Northern Dvina Governorate (Северо-Двинская губерния) was an administrative-territorial unit (guberniya) of the Russian SFSR from 1918 to 1929. Its seat was in the city of Veliky Ustyug. The governorate was located in the North of European Russia, and its territory is currently divided between Arkhangelsk, Vologda, Kostroma, and Kirov Oblasts and the Komi Republic. The name of the governorate originates from the Northern Dvina River.

==History==
The governorate was established on July 24, 1918 by the People's Commissariat for Internal Affairs of the Russian Soviet Federative Socialist Republic. The territory of the governorate was formed from five uyezds which were previously a part of Vologda Governorate (the uyezd centers are given in parentheses)
- Nikolsky Uyezd (Nikolsk);
- Solvychegodsky Uyezd (Solvychegodsk);
- Ust-Sysolsky Uyezd (Ust-Sysolsk);
- Velikoustyuzhsky Uyezd (Veliky Ustyug);
- Yarensky Uyezd (Yarensk).

In August 1921, the eastern part of the Governorate was split off and moved to the newly formed Komi-Zyryan Autonomous Oblast.

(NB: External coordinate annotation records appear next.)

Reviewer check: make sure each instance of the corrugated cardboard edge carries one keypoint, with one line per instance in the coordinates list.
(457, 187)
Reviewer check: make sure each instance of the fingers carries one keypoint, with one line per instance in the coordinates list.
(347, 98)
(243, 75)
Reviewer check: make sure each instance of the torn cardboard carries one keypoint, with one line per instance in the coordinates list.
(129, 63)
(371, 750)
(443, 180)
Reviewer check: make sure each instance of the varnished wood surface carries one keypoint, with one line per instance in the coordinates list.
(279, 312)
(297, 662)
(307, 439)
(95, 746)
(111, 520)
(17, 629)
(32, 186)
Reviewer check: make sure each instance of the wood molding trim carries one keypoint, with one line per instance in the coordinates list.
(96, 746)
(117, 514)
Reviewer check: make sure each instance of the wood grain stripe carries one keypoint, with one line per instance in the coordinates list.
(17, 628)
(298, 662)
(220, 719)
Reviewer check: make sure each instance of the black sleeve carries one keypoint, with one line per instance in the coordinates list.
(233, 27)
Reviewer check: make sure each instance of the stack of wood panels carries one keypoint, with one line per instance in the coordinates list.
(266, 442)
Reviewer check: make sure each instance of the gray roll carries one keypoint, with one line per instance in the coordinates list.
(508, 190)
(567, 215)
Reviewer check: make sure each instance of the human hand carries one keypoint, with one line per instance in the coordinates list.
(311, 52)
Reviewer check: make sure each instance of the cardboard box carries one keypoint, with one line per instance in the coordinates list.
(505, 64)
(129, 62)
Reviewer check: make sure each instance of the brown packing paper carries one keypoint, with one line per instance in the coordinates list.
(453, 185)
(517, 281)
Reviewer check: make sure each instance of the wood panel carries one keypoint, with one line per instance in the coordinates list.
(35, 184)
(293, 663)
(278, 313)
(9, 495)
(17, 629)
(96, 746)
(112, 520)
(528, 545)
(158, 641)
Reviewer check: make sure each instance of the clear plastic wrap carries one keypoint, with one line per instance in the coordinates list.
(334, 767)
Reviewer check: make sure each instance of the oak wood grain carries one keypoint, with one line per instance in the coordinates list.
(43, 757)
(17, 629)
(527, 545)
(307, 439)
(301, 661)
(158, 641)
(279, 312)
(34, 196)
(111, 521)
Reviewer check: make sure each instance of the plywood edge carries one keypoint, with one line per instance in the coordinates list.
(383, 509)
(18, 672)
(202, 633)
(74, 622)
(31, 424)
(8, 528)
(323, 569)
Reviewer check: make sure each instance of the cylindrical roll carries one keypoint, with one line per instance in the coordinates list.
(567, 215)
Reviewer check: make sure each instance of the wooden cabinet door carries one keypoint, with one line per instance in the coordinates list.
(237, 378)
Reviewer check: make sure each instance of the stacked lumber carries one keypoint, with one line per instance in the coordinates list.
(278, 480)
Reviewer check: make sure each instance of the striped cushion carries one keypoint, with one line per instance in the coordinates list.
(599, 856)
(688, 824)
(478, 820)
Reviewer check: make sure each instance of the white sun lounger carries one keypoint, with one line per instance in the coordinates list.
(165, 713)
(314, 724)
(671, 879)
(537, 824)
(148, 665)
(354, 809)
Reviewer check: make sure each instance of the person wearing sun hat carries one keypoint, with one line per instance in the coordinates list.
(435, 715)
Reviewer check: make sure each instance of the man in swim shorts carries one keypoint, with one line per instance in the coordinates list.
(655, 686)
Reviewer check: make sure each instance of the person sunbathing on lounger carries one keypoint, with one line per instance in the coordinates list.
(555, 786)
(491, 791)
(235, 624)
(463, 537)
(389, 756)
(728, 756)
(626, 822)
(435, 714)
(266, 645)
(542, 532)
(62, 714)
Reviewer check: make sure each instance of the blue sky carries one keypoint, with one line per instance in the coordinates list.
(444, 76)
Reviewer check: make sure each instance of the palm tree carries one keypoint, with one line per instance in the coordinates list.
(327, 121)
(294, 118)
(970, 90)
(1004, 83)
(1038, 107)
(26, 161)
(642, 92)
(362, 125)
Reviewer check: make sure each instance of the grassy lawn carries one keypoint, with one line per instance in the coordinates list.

On April 18, 1924, the uyezds were abolished, and the governorate was divided into 18 districts (raions).
- Cherevkovsky District (Cherevkovo);
- Kichmengsko-Gorodetsky District (Kichmengsky Gorodok);
- Kotlassky District (Kotlas);
- Krasnoborsky District (Krasnoborsk);
- Lalsky District (Lalsk);
- Lensky District (Yarensk);
- Nikolsky District (Nikolsk);
- Nyuksensky District (Nyuksenitsa);
- Oparinsky District (Oparino);
- Podosinovsky District (Podosinovets);
- Roslyatinsky District (Roslyatino);
- Solvychegodsky District (Solvychegodsk);
- Ust-Alexeyevsky District (Ust-Alexeyevo);
- Velikoustyugsky District (Veliky Ustyug);
- Verkhnetoyemsky District (Verkhnyaya Toyma);
- Vilegodsky District (Ilyinsko-Podomskoye);
- Vokhomsky District (Vokhma);
- Yenangsky District (Nizhny Yenangsk).

On February 27, 1928 Ust-Alexeyevsky District was merged into Velikoustygsky District, and Yenangsky District was merged into Kichmengsko-Gorodetsky District. Simultaneously, Nyuksensky District was renamed into Sukhonsky District. On March 29, 1928, Solvychegodsky District was merged into Kotlassky District.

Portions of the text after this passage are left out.